Third, my newsletters going forward may continue to include footnotes and have fewer pictures. I’d love to get back to writing something that doesn’t require the use of double-daggers, so hopefully this case doesn’t last too long.
*Technically the appeal hasn’t been filed and served yet, but I suspect that’s just because it takes a while for the Prothonotary to stamp Wawa’s Notice of Appeal.
** See, e.g., Boeing Co. v. Zoning Hearing Bd. of Ridley Twp., 822 A.2d 153, 161 (Pa. Commw. 2003). (“Because court-approved settlements of zoning cases are lawful, we must recognize such settlements as being distinct from zoning hearing board variances; even though a judicial settlement may result in a departure from the ordained zoning pattern, that kind of departure falls within the court’s jurisdiction, not the board’s jurisdiction.The objectors’ real concern here is that if parties to zoning appeals can settle them by stipulation, the procedures and purpose of the MPC may be totally circumvented. However, the law favors settlement[.]”).
† “An agency may hold an executive session for one or more of the following reasons: . . . (4) To consult with its attorney or other professional advisor regarding information or strategy in connection with litigation or with issues on which identifiable complaints are expected to be filed.” 65 Pa.C.S. § 708 (a)(4).
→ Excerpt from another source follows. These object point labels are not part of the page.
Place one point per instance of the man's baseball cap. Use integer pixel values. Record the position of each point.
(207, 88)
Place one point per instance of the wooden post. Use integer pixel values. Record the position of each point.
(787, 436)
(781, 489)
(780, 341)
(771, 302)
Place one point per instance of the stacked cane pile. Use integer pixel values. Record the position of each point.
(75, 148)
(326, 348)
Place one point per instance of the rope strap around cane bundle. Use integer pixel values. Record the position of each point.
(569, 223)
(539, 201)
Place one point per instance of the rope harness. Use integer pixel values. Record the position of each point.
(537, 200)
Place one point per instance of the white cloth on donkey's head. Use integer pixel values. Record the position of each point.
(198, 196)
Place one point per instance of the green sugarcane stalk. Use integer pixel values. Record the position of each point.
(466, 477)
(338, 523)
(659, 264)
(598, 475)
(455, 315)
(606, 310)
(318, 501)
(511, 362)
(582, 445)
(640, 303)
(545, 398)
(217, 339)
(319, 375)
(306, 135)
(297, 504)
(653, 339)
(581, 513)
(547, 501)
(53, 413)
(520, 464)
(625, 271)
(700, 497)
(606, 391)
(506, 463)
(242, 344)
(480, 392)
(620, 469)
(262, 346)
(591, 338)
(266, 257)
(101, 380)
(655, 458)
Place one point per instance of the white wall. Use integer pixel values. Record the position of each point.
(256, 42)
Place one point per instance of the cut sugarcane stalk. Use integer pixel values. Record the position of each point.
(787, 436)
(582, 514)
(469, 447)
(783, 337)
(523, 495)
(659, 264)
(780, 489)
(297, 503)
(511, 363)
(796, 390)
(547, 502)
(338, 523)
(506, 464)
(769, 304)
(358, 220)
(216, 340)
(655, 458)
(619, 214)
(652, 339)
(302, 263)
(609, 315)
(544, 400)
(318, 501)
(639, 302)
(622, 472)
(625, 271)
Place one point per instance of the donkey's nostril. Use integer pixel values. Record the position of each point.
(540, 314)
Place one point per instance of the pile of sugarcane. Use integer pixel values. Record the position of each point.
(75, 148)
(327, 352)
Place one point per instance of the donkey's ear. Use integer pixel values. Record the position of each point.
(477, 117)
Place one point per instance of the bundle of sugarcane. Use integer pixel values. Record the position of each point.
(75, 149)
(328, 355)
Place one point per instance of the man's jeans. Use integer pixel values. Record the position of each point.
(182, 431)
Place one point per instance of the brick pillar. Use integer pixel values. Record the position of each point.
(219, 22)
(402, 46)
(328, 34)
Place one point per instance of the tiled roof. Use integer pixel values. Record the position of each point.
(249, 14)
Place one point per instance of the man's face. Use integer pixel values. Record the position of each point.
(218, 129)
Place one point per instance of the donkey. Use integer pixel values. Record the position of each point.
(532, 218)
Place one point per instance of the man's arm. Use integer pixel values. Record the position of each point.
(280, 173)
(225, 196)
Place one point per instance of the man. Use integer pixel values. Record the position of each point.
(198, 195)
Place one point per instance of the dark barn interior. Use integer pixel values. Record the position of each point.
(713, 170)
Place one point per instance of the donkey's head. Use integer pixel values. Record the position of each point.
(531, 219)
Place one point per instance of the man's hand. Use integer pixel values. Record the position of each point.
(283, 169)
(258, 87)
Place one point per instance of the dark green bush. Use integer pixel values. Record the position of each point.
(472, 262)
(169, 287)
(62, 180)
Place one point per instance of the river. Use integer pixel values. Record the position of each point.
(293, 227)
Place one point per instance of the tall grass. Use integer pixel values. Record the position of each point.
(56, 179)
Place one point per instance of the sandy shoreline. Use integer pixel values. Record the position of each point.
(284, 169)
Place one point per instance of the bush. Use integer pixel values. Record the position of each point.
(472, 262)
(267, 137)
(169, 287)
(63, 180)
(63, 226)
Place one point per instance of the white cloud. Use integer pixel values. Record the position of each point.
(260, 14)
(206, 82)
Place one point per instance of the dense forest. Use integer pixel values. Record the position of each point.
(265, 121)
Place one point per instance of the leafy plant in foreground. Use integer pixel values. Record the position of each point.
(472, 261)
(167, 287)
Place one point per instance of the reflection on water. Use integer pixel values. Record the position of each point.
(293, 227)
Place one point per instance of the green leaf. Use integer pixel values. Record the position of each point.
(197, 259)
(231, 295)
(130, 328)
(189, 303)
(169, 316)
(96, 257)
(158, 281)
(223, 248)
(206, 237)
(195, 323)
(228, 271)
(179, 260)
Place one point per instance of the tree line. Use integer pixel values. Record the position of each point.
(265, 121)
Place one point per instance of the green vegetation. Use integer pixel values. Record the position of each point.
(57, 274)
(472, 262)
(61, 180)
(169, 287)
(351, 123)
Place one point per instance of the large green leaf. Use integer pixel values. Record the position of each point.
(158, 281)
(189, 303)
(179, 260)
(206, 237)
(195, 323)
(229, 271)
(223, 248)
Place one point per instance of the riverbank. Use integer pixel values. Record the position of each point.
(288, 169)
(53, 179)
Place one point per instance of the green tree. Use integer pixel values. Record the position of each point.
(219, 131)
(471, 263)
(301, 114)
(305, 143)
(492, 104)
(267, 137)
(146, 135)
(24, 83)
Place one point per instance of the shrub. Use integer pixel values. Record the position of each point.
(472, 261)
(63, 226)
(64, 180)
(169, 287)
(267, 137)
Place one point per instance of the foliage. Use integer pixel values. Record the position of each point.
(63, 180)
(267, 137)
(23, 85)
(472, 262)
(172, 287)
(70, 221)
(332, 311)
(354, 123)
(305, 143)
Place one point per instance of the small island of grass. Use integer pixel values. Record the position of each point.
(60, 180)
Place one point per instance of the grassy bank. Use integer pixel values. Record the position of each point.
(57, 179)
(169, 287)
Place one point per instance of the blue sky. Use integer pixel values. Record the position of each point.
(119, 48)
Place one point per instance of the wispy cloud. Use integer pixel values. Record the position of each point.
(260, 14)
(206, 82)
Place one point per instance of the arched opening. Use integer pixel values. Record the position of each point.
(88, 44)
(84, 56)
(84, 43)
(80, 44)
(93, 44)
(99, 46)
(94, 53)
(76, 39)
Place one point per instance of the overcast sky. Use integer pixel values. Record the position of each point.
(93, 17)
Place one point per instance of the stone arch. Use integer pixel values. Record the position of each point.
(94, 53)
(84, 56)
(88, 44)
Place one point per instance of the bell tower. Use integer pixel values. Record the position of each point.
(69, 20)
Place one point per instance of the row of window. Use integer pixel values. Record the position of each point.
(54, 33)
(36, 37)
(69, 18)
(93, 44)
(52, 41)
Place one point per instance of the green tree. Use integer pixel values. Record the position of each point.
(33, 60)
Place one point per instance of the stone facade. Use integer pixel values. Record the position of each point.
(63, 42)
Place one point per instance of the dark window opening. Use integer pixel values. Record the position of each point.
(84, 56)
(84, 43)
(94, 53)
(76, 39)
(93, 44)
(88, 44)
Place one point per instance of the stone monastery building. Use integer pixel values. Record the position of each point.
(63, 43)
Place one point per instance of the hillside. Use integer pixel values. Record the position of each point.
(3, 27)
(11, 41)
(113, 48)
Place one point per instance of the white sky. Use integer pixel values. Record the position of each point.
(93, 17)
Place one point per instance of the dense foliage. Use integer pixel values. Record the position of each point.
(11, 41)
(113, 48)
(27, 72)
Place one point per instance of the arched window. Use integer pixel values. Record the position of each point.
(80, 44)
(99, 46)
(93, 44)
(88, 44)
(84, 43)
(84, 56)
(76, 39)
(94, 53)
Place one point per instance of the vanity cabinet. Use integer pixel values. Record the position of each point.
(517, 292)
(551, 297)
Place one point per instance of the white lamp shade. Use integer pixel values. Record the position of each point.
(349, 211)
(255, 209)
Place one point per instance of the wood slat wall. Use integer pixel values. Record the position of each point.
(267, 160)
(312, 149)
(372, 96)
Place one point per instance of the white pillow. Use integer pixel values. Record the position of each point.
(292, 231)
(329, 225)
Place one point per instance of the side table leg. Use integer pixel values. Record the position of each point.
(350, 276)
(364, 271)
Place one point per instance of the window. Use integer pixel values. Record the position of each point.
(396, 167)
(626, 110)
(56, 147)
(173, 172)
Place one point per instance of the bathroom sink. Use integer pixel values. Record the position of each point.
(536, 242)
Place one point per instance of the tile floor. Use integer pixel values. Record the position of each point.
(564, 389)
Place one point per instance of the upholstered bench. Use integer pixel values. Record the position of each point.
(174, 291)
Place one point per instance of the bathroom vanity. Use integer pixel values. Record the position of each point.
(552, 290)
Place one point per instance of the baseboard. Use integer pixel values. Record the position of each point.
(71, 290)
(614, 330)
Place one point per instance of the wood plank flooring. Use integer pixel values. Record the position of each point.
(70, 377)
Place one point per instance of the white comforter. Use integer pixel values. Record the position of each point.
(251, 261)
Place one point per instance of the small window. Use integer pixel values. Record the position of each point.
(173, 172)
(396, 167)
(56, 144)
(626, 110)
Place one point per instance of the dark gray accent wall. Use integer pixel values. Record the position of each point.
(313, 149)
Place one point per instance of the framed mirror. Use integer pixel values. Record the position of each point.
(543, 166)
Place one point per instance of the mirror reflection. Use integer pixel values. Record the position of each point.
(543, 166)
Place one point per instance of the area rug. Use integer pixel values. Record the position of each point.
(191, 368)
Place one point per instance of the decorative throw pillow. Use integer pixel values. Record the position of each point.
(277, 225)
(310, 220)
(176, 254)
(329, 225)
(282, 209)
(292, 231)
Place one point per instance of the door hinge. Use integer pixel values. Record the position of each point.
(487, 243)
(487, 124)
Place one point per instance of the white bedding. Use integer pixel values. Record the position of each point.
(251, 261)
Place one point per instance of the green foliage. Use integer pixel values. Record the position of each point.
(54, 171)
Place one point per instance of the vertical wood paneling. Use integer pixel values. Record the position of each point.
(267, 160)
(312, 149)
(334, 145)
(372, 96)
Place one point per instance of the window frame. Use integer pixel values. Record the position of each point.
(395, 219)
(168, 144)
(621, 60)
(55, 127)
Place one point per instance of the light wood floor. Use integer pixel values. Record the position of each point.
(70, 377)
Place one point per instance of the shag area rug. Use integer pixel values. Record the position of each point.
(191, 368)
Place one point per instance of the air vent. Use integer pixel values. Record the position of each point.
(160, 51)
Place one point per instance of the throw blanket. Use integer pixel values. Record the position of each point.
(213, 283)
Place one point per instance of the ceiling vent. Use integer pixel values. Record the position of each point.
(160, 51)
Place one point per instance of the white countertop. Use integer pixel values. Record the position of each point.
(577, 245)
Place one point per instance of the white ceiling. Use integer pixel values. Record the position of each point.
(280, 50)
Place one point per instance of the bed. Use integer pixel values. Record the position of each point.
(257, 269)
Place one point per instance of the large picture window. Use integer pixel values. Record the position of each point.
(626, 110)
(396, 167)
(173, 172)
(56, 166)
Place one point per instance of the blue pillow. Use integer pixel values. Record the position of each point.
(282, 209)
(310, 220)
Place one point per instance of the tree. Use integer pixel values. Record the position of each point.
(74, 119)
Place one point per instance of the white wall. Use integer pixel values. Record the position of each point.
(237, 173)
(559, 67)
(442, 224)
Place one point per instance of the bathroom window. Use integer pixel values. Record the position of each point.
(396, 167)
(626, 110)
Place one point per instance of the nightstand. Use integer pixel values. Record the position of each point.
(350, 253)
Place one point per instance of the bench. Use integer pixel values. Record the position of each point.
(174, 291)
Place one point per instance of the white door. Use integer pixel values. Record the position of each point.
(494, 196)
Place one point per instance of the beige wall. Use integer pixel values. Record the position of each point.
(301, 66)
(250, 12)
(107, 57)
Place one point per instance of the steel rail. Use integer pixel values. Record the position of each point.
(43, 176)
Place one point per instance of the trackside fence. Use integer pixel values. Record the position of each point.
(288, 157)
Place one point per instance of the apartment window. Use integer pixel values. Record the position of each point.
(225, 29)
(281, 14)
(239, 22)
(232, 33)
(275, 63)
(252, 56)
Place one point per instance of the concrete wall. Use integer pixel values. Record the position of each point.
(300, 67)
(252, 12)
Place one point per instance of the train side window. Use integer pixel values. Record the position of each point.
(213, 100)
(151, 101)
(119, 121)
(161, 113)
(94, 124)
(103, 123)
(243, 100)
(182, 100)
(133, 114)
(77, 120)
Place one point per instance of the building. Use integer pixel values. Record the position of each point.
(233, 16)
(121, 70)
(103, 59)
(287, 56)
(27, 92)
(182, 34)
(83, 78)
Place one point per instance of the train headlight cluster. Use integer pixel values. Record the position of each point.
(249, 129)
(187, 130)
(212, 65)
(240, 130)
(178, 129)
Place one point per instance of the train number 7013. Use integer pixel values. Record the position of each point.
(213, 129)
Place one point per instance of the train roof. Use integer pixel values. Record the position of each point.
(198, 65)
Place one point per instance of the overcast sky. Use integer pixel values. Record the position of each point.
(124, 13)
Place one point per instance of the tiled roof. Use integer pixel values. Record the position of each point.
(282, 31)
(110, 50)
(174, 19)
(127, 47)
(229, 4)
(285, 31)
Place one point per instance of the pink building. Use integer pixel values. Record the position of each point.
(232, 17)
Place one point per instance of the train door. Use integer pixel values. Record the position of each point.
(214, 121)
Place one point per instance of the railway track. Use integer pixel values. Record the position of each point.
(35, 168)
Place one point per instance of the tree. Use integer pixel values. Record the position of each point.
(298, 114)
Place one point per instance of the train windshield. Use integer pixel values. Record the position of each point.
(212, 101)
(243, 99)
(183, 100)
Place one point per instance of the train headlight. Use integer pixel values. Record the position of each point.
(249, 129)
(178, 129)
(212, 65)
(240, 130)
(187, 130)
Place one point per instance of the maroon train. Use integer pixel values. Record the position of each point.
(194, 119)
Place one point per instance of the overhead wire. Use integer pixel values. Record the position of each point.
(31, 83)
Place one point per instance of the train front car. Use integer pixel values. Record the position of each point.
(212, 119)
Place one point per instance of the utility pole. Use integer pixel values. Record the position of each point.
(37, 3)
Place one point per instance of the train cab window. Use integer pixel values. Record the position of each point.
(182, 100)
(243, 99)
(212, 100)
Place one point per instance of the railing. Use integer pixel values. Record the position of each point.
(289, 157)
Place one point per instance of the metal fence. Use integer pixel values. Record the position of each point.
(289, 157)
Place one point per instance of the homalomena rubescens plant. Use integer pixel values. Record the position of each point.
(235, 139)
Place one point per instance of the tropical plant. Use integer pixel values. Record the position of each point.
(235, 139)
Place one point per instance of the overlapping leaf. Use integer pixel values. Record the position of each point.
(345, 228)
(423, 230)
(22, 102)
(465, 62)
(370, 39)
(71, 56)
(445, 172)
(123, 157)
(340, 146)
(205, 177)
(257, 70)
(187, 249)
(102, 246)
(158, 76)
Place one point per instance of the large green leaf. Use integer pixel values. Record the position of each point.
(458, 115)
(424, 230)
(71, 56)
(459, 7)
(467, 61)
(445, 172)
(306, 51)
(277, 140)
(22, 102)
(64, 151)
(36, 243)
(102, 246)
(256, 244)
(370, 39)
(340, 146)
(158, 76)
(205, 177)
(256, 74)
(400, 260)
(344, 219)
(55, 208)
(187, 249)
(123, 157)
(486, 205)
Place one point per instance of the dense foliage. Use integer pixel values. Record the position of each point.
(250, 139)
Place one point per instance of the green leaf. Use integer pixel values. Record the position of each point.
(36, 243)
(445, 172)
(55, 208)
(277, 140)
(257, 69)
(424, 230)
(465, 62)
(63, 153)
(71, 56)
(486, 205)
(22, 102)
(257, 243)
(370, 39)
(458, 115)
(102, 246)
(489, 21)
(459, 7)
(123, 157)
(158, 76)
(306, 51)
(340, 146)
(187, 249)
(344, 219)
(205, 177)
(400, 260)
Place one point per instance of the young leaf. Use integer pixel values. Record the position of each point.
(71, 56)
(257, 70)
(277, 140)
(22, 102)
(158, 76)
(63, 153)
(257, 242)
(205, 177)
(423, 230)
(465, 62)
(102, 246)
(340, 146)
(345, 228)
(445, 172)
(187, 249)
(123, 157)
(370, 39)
†† See, e.g., Bagwell v. Pennsylvania Dep’t of Educ., 103 A.3d 409, 418 (Pa. Commw. 2014) (“a party in litigation may not selectively disclose records that help its position, while protecting others on the subject as privileged, because to do so is to wield the privilege as both a sword and a shield. To do so is fundamentally unfair to the opposing party, in addition to not serving the interest in candor to the courts.”).